Another contributing factor to the overall lack of coverage of the campaign, in my opinion, is due to its nature. With the exception the 4th Armored Division’s encirclement of Nancy and the following Battle of Arracourt, there are no spectacular armored sweeps reminiscent of the race across France. The “story of the fighting” is a monotonous one: in Lorraine and on the Roer Plain, a constant, steady, costly, and slow advance by combined arms teams that take one hill, one village, and move onto the next. In the Hürtgen Forest, constant assaults into the teeth of German defenses for little or no gain. Rinse and repeat. It’s not like Normandy, where the hedgerows stymie American forces until they find a way to overcome them- although formations gained experience and became more adept at fighting through the woods and through fortified villages, the tactics initially developed in response to these new battlespaces didn’t really change much.
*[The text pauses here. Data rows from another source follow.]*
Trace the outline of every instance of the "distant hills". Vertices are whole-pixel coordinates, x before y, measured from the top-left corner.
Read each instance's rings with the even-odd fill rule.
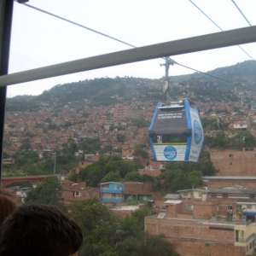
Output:
[[[172,96],[195,95],[194,100],[236,101],[232,90],[250,91],[256,90],[256,62],[247,61],[233,66],[218,67],[207,73],[237,84],[228,84],[223,80],[200,73],[172,76],[172,83],[179,86],[172,89]],[[211,86],[205,86],[205,84]],[[185,86],[189,85],[189,86]],[[214,93],[212,93],[214,91]],[[232,95],[232,96],[230,96]],[[250,91],[250,97],[254,94]],[[197,96],[198,96],[198,98]],[[36,111],[43,102],[55,108],[61,108],[68,102],[74,107],[86,104],[91,107],[108,106],[119,102],[134,104],[137,102],[157,102],[162,100],[162,79],[149,79],[132,77],[115,79],[102,78],[86,79],[64,84],[57,84],[41,95],[18,96],[7,99],[7,111]]]
[[[246,61],[238,62],[236,65],[218,67],[209,71],[207,74],[218,77],[222,79],[228,80],[238,84],[241,87],[249,88],[256,90],[256,61]],[[207,75],[194,73],[193,74],[173,76],[171,77],[172,81],[175,83],[192,83],[196,84],[199,80],[210,80],[217,84],[218,87],[223,89],[232,90],[236,87],[235,84],[230,84],[219,79],[209,77]]]

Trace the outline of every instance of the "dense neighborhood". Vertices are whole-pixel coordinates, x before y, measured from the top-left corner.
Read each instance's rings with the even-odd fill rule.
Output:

The nature of the fighting in the Stolberg Corridor is the same, with tank-infantry teams attacking fortified villages and infantry seizing hills and woods on the flanks of the corridor day in and day out. There’s no satisfactory end, as at the end of the November offensives the entire army group is far short of the Rhine. If you’re someone who reads military history for the “excitement,” there isn’t much, just “business as usual.”